Por essa altura, no Norte, o ministério dava sinais de aceitar dialogar. No Brasil, nem tanto. O novo governo adotara o modelo “sobralista”, que a nada conduziria. Em municípios onde se acendera algumas centelhas de mudança, gestores idiotas deitavam a perder anos de porfiados esforços de humanização. E a minha amiga Tina reagia a idiotices e aberrações pedagógicas, num texto de quatro frases, de que extraí a primeira.
“Adoraria conversar com Sigmund Freud sobre a Educação Humanizada. Seria incrível partilhar suas belezuras e (quem sabe!) Freud poderia explicar os recorrentes perrengues que enfrentamos com as massas que desejam ilusões (paliativos) e com os felizes idiotas que colocam empecilhos.
Já Freud dizia: “Existem duas maneiras de ser feliz nesta vida, uma é fazer-se de idiota e a outra sê-lo.”
Partindo da freudiana afirmação, reconstituí memórias de velhas andanças. No tempo de uma salazarenta ditadura, divulgávamos um poema “proibido” pela Comissão de Censura, da autoria de Bertolt Brecht. Nos saraus, mais ou menos clandestinos, realizados em criptas de igrejas, em salões paroquiais, em lugares onde a minha militância católica me levasse, a Soledade o declamava:
“Sente-se. Encoste-se tranquilamente na cadeira.
Ouve-me bem? Tenho algo a dizer-lhe que vai interessá-lo. Você é um idiota.”
Fui ao dicionário, procurar o significado da palavra. Provém do grego “idiótes”. Significa “pessoa leiga, sem habilidade profissional”.
Na Psiquiatria, o idiota é aquele que sofre de “idiotia”, diagnóstico atribuído ao indivíduo mentalmente deficiente. Popularmente, um idiota é um indivíduo tolo, imbecil, desprovido de bom senso. O sistema de ensinagem estava semeado de idiotia, de gente desprovida de bom senso. E, para os idiotas, as ciências da educação não passavam de ciências ocultas, o que piorava a situação.
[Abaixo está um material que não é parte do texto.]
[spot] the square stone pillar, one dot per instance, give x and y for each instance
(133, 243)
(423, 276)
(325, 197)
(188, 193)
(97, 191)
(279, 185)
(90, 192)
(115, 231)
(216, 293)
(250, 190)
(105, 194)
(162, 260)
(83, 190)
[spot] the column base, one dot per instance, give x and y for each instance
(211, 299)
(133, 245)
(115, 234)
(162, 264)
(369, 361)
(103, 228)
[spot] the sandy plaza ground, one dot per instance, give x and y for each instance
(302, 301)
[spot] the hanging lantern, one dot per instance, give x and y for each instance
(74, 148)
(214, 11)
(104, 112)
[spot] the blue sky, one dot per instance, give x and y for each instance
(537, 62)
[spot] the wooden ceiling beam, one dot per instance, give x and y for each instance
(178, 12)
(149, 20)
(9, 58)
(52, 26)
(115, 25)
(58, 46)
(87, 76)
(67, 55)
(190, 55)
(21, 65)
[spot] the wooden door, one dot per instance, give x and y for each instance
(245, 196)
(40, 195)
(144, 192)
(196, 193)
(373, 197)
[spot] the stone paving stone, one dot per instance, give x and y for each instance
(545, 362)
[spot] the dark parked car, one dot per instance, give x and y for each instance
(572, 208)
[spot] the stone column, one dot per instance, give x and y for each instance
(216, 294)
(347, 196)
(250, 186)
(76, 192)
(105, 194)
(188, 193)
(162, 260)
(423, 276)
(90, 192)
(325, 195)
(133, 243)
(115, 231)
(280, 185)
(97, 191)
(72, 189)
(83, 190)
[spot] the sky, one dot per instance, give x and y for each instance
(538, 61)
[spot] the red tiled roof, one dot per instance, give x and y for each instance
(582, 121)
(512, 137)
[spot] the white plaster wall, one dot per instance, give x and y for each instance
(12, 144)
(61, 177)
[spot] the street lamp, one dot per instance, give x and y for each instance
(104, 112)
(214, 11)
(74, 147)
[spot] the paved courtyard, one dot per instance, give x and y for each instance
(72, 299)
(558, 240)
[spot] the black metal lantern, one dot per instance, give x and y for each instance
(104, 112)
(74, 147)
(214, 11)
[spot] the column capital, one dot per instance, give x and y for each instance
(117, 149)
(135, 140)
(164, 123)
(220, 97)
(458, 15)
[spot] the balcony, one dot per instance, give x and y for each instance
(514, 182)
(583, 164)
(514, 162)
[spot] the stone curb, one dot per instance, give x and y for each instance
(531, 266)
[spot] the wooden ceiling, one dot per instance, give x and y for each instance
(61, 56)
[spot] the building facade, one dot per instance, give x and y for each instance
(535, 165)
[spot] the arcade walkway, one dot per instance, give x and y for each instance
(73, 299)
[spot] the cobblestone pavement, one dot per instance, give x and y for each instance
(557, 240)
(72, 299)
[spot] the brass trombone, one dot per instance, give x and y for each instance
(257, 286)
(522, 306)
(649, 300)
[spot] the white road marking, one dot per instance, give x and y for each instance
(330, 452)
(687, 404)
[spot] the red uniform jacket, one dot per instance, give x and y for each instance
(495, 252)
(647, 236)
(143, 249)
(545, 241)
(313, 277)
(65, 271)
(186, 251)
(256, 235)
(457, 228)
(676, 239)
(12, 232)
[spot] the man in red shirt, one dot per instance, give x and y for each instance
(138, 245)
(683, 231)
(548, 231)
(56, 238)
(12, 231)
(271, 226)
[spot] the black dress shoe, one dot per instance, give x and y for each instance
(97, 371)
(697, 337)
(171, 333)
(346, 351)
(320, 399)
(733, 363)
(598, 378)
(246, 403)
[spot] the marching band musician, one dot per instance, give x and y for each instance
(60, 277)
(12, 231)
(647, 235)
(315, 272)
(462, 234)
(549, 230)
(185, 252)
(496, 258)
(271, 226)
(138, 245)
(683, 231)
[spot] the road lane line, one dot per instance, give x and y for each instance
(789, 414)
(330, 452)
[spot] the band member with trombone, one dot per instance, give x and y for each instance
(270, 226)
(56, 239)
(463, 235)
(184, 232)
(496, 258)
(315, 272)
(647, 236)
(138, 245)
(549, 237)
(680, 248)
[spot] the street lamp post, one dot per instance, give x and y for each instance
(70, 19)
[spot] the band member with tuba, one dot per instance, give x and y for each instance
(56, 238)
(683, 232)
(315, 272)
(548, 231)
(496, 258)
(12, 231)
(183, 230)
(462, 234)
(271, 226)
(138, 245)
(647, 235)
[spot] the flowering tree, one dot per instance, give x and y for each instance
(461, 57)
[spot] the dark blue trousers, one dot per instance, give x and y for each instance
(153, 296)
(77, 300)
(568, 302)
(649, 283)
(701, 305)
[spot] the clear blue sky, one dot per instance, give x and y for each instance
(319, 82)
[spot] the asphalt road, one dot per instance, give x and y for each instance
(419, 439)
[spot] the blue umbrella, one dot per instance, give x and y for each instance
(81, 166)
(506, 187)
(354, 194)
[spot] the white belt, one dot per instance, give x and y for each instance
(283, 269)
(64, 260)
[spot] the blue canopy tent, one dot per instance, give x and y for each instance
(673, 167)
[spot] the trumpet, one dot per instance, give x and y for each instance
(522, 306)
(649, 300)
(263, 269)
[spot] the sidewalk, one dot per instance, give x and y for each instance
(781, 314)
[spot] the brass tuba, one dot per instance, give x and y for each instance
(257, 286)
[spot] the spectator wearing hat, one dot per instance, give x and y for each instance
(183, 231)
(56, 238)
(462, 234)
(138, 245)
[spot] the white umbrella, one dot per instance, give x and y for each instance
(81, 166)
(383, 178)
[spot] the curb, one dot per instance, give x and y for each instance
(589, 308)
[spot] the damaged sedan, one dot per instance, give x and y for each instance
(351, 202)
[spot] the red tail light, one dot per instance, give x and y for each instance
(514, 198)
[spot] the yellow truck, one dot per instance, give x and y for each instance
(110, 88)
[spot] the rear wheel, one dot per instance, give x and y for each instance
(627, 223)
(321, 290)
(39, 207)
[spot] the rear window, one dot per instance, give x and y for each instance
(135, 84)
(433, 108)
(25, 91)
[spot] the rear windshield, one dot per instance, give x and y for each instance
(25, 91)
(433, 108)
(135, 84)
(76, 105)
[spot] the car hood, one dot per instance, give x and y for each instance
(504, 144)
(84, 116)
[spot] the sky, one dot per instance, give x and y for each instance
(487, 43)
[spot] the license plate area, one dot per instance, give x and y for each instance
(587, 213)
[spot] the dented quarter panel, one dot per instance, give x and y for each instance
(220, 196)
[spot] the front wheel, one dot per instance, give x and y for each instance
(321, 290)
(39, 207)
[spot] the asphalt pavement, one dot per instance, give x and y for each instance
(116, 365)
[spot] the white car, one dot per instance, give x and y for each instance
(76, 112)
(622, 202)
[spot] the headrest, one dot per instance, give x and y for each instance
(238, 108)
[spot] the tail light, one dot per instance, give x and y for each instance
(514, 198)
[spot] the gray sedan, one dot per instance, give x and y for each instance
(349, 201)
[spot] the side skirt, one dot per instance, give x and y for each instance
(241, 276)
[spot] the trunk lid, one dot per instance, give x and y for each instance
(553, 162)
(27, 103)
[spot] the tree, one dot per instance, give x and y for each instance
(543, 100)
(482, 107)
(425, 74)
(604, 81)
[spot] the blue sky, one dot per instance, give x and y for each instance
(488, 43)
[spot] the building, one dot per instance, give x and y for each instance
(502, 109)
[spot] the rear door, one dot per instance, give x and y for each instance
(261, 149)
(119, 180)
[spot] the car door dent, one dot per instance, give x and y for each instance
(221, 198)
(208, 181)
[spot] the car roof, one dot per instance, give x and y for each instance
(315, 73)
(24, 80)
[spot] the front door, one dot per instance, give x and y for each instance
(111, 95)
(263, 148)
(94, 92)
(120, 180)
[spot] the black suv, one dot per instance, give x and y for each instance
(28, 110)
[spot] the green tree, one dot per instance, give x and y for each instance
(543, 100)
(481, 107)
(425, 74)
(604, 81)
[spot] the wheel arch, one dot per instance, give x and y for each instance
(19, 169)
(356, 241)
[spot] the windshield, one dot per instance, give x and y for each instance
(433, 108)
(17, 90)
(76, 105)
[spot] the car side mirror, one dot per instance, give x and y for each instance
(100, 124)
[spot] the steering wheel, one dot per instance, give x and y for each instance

Num dos desgovernos em que o Brasil era fértil, uns idiotas tentaram retirar a palavra “político” do documento-base da prática escolar: o Projeto Político-Pedagógico. Em tenra idade, muitos alunos ficavam expostos a subliminares influências consumistas, a uma erotização precoce, à violência e competição, que jogos idiotas (e professáurios idiotas) estimulavam. Idiotas profissionais ocupavam lugares de relevo na estrutura do “sistema”, burocratizando-o, impondo lideranças tóxicas, criando obstáculos a quem, como a minha amiga Tina, buscava humanizar a Educação.